The ADX format's specification is not freely available, however the most important elements of the structure have been documented in various places on the web. The information here may be incomplete but is sufficient to build a working codec or transcoder. AHX is not covered here as information about that variant is rare, however a cursory examination with a hex editor reveals a strikingly similar design to ADX 'version 3' minus the looping feature.
As a side note, AFS archive files are a simple variant of a tarball which uses numerical indices to identify the contents rather than names. Source code for an extractor for this format is included in the ADX archive at
|0x0||0x80||0||Copyright Offset||Encoding Type||Block Size||Bits Per Sample||Channel Count||Sample Rate||Total Samples|
|0x10||Version Mark||Unknown||Loop Enabled (v3)||Loop begin sample index (v3)|
|0x20||Loop begin byte index (v3)||Loop Enabled (v4) End sample index (v3)||Loop begin sample index (v4) End byte index (v3)||Loop begin byte index (v4)|
|0x30||Loop end sample index (v4)||Loop end byte index (v4)||Unknown|
|???||[CopyrightOffset - 2] -> ASCII String: "(c)CRI"|
|...||[CopyrightOffset + 4] -> Audio Data|
|Scale||32 4bit samples|
|First sample||Second sample|
The decoding method for a sample is demonstrated below in C99:
#define SAMPLES_PER_BLOCK 32
#define BYTES_PER_BLOCK 18 /* SAMPLES_PER_BLOCK / 2 + sizeof(uint16_t) */
/* sample_index is an uint_fast32_t incremented every time a sample has been decoded from every channel */
/* current_channel is an uint_fast8_t that holds the index for the channel currently being decoded (ie. 0 for left, 1 for right) */
/* audio_data_start is an uint_fast16_t byte index of the first byte of audio data in the file (ie. adx_header->CopyrightOffset + 4) */
/* num_channels is a uint_fast8_t channel count, that is 1 for mono, 2 for stereo, etc (This is adx_header->ChannelCount verbatim) */
/* raw_data is a uint8_t pointer to the start of where the file is located in memory */
/* previous_sample and second_previous_sample are both int_fast32_t's */
/* --- Get 4 bit sample --- */
data_index = audio_data_start + (sample_index / SAMPLES_PER_BLOCK) * num_channels * BYTES_PER_BLOCK + current_channel * BYTES_PER_BLOCK;
block_scale = ntohs(*(uint16_t*)&raw_data[data_index] ) + 1;
data_index += 2 + sample_index % SAMPLES_PER_BLOCK / 2;
sample_4bit = raw_data[data_index];
if (sample_index % 2) /* If the sample index [starting at 0] is odd then we are decoding a secondary sample */
sample_4bit &= 0x0F;
else /* Otherwise it is a primary sample */
sample_4bit >>= 4;
/* --- Decode 4 bit sample --- */
sample = sample_4bit;
if (sample_4bit & 8) sample -= 16; /* Check the 4th bit (the sign), if negative then adjust for larger variable */
sample *= block_scale * volume; /* Scale up the sample and amplify */
sample += previous_sample * 0x7298; /* Incorporate previous sample data */
sample -= second_previous_sample * 0x3350; /* Incorporate previous previous sample data */
sample >>= 14; /* Divide the sample by 16384 */
if (sample > 32767) /* Round-off the sample within the valid range for a 16bit signed sample */
sample = 32767;
else if (sample < -32768)
sample = -32768;
second_previous_sample = previous_sample; /* Update the previous samples for the current channel */
previous_sample = sample;
Before processing the sample, it is necessary to acquire the "block scale" and the byte containing the sample within the file, the calculations used here appear more complex than they truly are, a counter and cache variables would be simpler and more efficient in practice but the entire positional calculations are demonstrated for clarity.

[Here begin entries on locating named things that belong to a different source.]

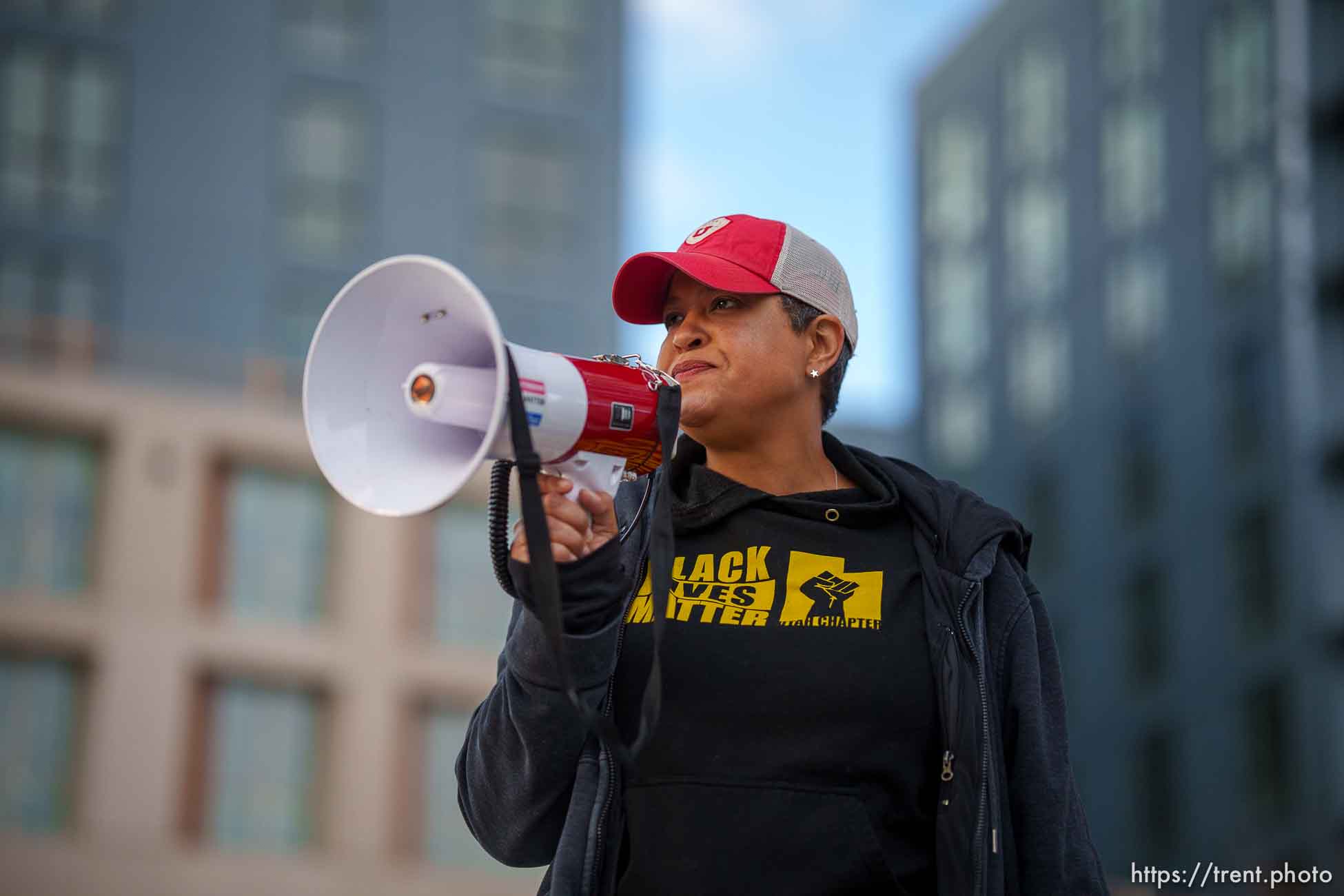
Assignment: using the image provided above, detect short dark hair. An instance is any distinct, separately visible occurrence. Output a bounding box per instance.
[780,293,853,426]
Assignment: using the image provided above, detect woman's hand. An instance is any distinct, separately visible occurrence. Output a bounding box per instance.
[509,473,618,563]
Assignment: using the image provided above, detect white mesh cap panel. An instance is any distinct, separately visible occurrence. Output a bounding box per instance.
[770,224,859,351]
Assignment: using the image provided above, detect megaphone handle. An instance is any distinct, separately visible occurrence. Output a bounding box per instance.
[551,451,625,501]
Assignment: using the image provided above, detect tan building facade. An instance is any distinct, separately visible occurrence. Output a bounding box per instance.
[0,364,542,896]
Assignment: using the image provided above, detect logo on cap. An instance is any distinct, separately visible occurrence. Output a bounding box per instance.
[686,218,733,246]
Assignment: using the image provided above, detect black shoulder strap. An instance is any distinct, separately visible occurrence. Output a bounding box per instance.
[505,347,682,768]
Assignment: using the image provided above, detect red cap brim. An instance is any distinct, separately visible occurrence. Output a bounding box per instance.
[611,252,780,324]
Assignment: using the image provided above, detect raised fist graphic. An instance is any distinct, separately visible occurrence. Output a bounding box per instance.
[798,572,859,620]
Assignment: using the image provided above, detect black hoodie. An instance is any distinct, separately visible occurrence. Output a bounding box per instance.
[613,432,941,896]
[467,434,1108,896]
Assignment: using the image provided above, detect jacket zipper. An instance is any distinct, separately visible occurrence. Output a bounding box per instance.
[938,626,957,782]
[593,549,658,890]
[957,582,999,883]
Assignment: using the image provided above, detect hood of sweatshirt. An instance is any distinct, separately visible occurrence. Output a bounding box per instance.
[668,431,1031,572]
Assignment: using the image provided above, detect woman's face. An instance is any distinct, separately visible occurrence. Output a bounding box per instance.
[659,272,820,442]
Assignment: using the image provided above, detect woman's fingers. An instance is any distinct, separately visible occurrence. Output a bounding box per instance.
[509,473,604,563]
[579,489,620,553]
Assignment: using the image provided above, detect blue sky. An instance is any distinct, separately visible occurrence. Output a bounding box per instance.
[621,0,993,426]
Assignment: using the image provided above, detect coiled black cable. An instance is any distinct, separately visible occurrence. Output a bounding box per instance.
[485,461,653,598]
[485,461,518,598]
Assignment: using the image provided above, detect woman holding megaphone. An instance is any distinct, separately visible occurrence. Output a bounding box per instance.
[457,215,1108,896]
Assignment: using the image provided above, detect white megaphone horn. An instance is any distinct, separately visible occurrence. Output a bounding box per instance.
[304,255,675,516]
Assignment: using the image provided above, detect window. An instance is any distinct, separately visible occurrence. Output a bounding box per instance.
[1008,321,1071,426]
[926,249,989,375]
[188,678,324,852]
[269,272,344,375]
[474,122,582,272]
[1205,3,1272,154]
[1130,731,1180,859]
[1004,179,1068,303]
[0,429,99,598]
[222,466,332,623]
[1101,99,1165,234]
[1242,681,1294,828]
[0,653,83,834]
[1125,566,1168,689]
[1208,168,1273,289]
[0,243,110,329]
[434,504,513,651]
[281,90,369,256]
[0,40,122,219]
[476,0,594,102]
[280,0,374,67]
[1004,43,1068,167]
[1117,423,1165,525]
[1225,344,1265,463]
[1227,504,1279,641]
[1106,249,1168,355]
[8,0,122,27]
[924,116,988,248]
[928,384,989,467]
[1101,0,1163,85]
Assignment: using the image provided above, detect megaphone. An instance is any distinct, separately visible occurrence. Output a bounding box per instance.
[303,255,676,516]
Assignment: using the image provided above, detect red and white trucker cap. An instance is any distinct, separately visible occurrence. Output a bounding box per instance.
[611,215,859,351]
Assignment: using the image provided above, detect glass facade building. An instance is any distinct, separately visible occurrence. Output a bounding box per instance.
[918,0,1344,882]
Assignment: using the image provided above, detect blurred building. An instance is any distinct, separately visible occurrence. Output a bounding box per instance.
[0,0,622,895]
[918,0,1344,883]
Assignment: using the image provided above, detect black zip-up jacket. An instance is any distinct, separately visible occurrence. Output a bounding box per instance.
[457,433,1109,896]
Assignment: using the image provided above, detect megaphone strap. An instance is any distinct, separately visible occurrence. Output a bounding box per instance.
[504,345,682,768]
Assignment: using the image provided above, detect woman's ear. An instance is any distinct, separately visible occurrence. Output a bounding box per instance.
[808,314,844,372]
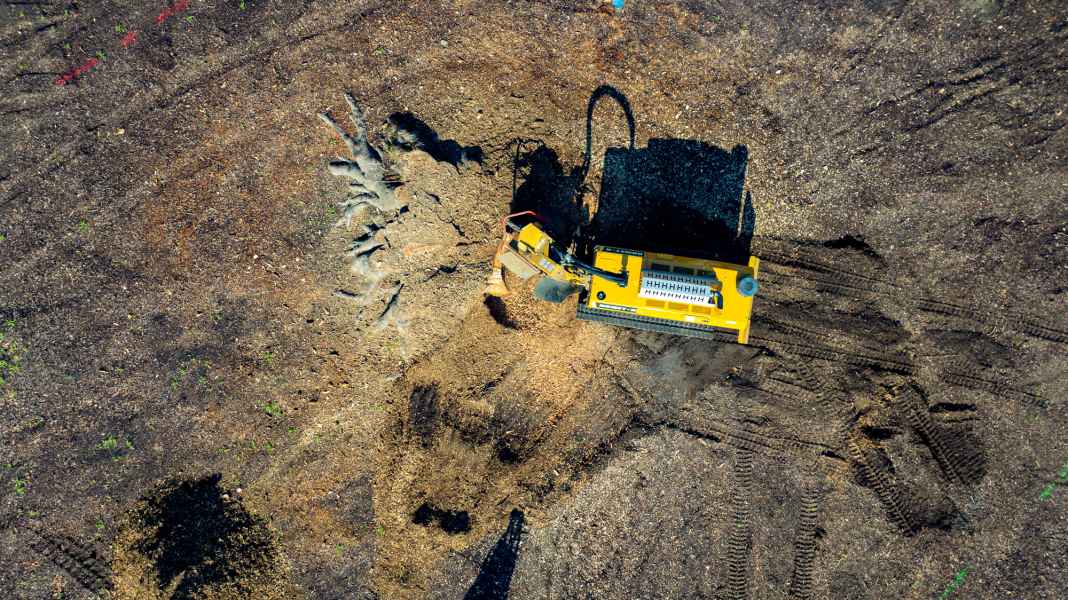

The first calculation finds the channel block for the current sample, this involves converting the 'total samples read' counter into a 'number of frames read' counter then adding the offset of block for the current channel within the frame. The 'block scale' is located at the start so that needs to be converted to the local endian (in this case, ntohs is appropriate for this task) and stored for later. The second calculation moves to the byte within the channel block. As the samples are nybbles, not whole bytes, the
if statement cuts off the undesired sample and shifts the nybble appropriately to the low 4bits.
The decoding process involves first adjusting the 4bit signed value for a 32bit [or larger] variable as few desktop processors can handle 4bit numbers directly. The highest bit of the 4bit value is the sign bit, the number itself is formatted in Two's complement. The demonstration code uses a simple trick for sign-extending the value, for example, if sample_4bit is -1 (1111 in binary), which is 15 in unsigned arithmetic, subtracting 16 will convert the number to -1 again in the larger variable.
The next stage is to multiply the sample by the 'block scale' which gives it a rational amplitude, then amplify by a volume, the value used for the volume varies between sources from 0x1000 to 0x4000, it is recommended that you should likely not go higher than 0x4000 as distortion effects may be noticeable in common test files, caused by oversaturating the sound. The next 2 steps include information from the previous two samples to bring the sample in line with the others. The previous sample trackers translate across block boundaries but separate tracker sets must be kept for each channel, the values start at 0 in the first audio frame of the file. Lastly, the sample is divided by 16384 using a downshift to compress into the expected signed 16bit range (-32768 to 32767) then truncated if necessary.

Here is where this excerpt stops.